In practice, GEO overlaps heavily with traditional SEO but adds a few extra habits: writing in clear, quotable, well-structured statements that an AI model can lift and attribute cleanly; using descriptive headers that match how people phrase questions; adding structured data (schema markup) so machines can parse the content accurately; and earning mentions on third-party sites, since AI systems tend to trust independent corroboration over a business simply talking about itself.

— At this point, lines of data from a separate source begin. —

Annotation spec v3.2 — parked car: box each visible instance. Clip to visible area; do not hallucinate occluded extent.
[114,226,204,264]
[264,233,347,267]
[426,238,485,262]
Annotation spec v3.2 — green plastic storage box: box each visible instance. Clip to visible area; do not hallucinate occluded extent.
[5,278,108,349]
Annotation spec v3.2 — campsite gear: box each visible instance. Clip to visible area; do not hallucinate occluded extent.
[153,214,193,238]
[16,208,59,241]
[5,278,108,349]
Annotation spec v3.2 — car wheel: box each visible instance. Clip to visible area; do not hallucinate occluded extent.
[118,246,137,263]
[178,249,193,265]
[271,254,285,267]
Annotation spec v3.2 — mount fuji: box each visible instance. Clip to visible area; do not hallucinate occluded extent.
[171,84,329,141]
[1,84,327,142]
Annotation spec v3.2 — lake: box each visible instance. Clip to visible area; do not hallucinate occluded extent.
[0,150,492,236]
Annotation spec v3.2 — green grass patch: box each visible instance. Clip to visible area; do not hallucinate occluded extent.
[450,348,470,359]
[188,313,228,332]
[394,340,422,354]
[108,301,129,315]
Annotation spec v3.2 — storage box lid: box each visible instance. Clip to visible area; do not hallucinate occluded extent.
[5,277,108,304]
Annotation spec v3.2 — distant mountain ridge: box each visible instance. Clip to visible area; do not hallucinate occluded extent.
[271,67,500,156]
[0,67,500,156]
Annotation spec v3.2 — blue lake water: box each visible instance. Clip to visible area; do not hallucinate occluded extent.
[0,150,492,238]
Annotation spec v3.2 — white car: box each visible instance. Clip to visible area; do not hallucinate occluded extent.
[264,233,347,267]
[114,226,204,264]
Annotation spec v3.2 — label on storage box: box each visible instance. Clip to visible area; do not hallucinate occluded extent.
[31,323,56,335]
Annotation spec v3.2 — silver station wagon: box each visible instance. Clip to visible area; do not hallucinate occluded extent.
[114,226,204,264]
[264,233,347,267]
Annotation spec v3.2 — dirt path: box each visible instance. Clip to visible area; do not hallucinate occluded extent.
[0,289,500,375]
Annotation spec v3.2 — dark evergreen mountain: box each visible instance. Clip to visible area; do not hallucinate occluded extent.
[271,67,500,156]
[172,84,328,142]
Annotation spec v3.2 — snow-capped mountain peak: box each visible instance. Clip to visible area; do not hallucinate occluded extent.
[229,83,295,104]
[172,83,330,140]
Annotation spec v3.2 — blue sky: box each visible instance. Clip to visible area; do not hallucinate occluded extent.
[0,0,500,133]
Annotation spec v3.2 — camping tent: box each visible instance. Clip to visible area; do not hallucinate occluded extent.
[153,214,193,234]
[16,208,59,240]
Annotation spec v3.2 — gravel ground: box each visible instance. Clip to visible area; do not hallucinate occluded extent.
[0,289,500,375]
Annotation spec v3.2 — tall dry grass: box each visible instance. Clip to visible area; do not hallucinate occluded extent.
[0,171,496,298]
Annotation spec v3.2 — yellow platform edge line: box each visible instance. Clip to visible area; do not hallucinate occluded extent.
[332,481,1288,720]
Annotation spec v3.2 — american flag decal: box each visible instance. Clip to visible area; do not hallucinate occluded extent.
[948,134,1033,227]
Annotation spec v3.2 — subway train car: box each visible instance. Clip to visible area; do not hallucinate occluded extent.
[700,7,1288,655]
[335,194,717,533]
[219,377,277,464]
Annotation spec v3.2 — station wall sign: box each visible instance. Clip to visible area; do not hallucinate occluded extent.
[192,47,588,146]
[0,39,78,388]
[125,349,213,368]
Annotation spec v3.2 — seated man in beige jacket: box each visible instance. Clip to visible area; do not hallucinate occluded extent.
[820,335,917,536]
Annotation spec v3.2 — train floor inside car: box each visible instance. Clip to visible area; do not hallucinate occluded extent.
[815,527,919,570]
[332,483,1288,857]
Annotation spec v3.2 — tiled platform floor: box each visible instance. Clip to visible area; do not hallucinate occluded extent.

How to Protect and Rebuild Your Organic Traffic

A few practical steps make the biggest difference right now:

1. Audit content quality against Google’s helpful content questions rather than guessing at algorithm mechanics. Consolidate or remove thin, outdated, or duplicate pages.

2. Strengthen E-E-A-T signals site-wide: real author bios, verifiable credentials, transparent business information, and genuine customer proof.

3. Build internal links that guide both users and search crawlers to your most important pages. If you have not reviewed your site’s internal linking structure recently, our SEO services overview page walks through how we approach this for local businesses.

4. Layer in GEO practices alongside SEO: clear, well-structured, citation-ready content and schema markup that helps AI systems understand and trust your pages.

5. Track a wider set of metrics than traffic alone, including AI citation share, branded search volume, and lead quality, since a page can lose clicks while still driving business value through an AI citation.

If you want a second set of eyes on how your site is holding up through this year’s updates, our team can walk through a full technical and content audit. You can see examples of our approach and

get in touch with our team to start a conversation about your specific situation.

The Bottom Line

Organic traffic is not declining because SEO stopped working. It is declining because the destinations for a search query have multiplied, and Google’s own bar for quality keeps rising alongside them. The businesses that come out ahead will be the ones that keep investing in genuinely useful, well-organized, credibly authored content, built with both a human reader and an AI system in mind. That is the work we help clients with every day, and it is more important now than it has ever been.